Светлый фон

Едва рассвело – Нэн еще посапывает на своем тюфяке – я вскакиваю, выхожу на парапет и открываю дверь, ведущую к переходу между башнями. Собаки выскакивают за мной следом и принимаются гонять голубей. Я останавливаюсь и смотрю на дверь, ведущую в темницу Хертфорда: тяжелую, посеревшую от времени дубовую дверь с узором из черных шляпок гвоздей, такую же, как моя. Он там! Он меня не покинул! Стэн подбегает к двери и поскуливает, прижимая нос к трещине внизу; я трепещу, догадавшись, что он уловил запах Хертфорда. Так скоро, как только позволяет мой огромный живот, подбегаю туда, не раздумывая, сама опускаюсь на пол и припадаю лицом к этой трещине, надеясь ощутить запах любимого.

– Миледи, что с вами? – На площадку вышла зевающая Нэн в ночной сорочке. Представляю, как она изумилась, увидав меня распростертой на полу!

– Ничего, Нэн, – отвечаю я. – Просто уронила кольцо, и оно, кажется, закатилось в трещину под дверью… – Я незаметно стаскиваю с пальца кольцо с черепом, поднимаю его и говорю громко: – Да вот и оно!

Могу поклясться, что в этот миг я слышу тихий голос из-за двери:

– Моя Китти! Любовь моя!

– Давайте я помогу вам встать, – говорит Нэн. Девушка подошла довольно близко, так что я не осмеливаюсь отвечать Хертфорду – вдруг она услышит.

Теперь к Стэну присоединился и Стим, оба яростно скребутся в дверь и повизгивают. Их голоса подхватывают другие, и начинается сущая какофония. Нет никакого сомнения, Хертфорд понял, кто его сосед; а чтобы уж точно все было понятно, я громко приказываю собакам молчать, называя каждого пса по имени. Нэн подает мне руку и помогает встать, и я позволяю ей отвести меня в комнату; все мои силы сейчас уходят на то, чтобы не выказывать волнения и радости.

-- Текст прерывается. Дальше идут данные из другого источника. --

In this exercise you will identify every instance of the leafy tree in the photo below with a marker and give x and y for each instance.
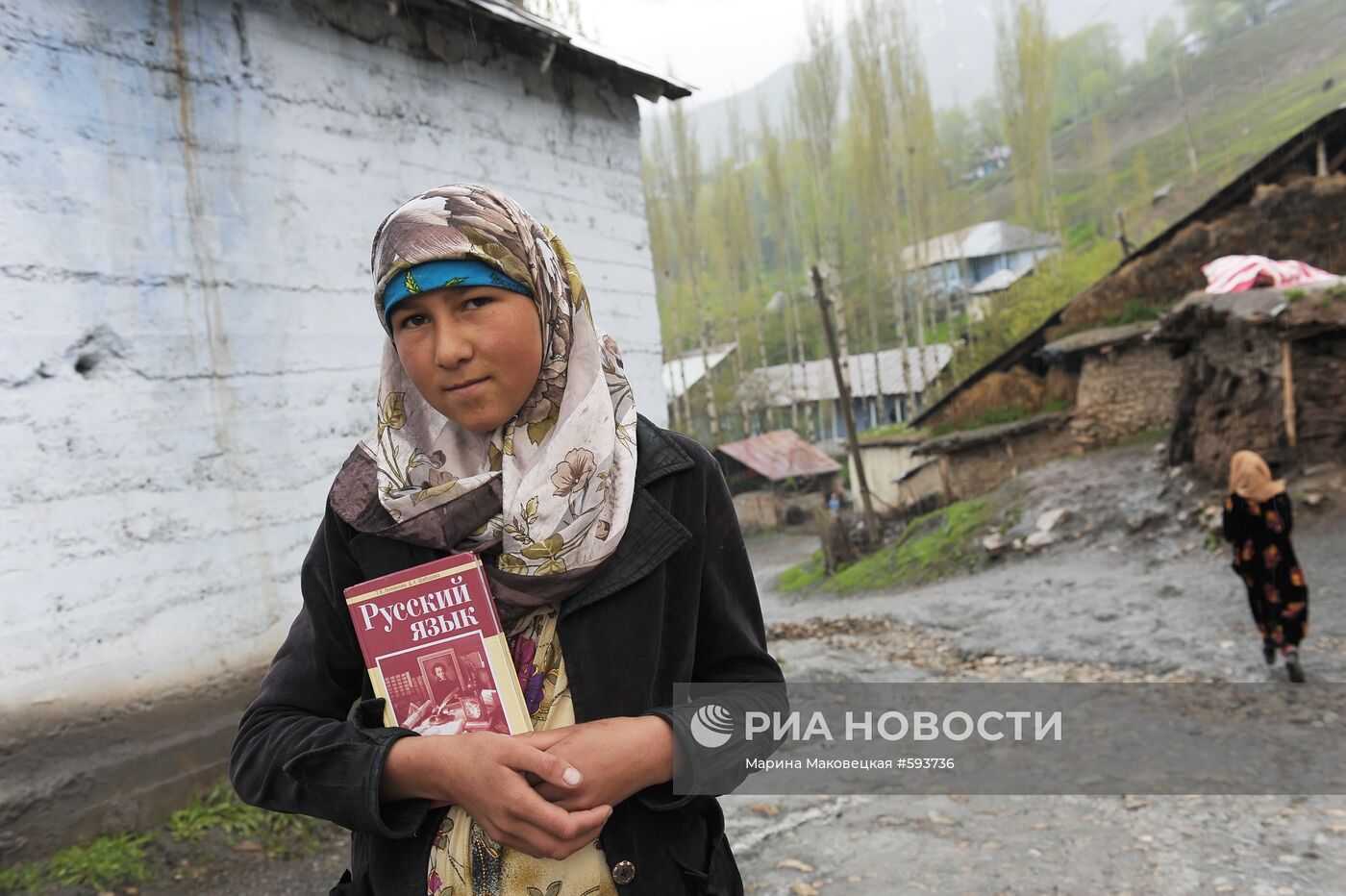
(1089, 69)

Вскоре появляется со своим ежедневным визитом Уорнер; в фарватере у него, как обычно, тащится длинноносый помощник с хитрыми глазками.

– Ну что же, миледи, – спрашивает он, как всегда, – не желаете ли вы рассказать мне историю вашего брака?

По тону очевидно, в ответе он не сомневается – так что у него глаза лезут на лоб, когда я с улыбкой отвечаю: «Желаю».

И начинаю рассказывать о дне своей свадьбы: в мельчайших подробностях, отвечая на вопросы, повторяя, если нужно, чтобы длинноносый успел все записать в свой гроссбух.

Мой допрос (как бы Уорнер ни старался представить его светской беседой, это именно допрос) длится три дня; и все время я чувствую, как сердце мое выбрасывает, словно паутину, невидимые нити, протягивает их по переходу в соседнюю башню, туда, где томится в заключении мой муж. Сначала Уорнер, затем его помощник снова и снова задают мне одни и те же вопросы. Порой стараются по-разному повторять какие-то мелкие подробности, ожидая, что я собьюсь и начну себе противоречить. Вытягивают самые интимные детали моего брака, как будто раздевают донага и обыскивают самые потаенные места.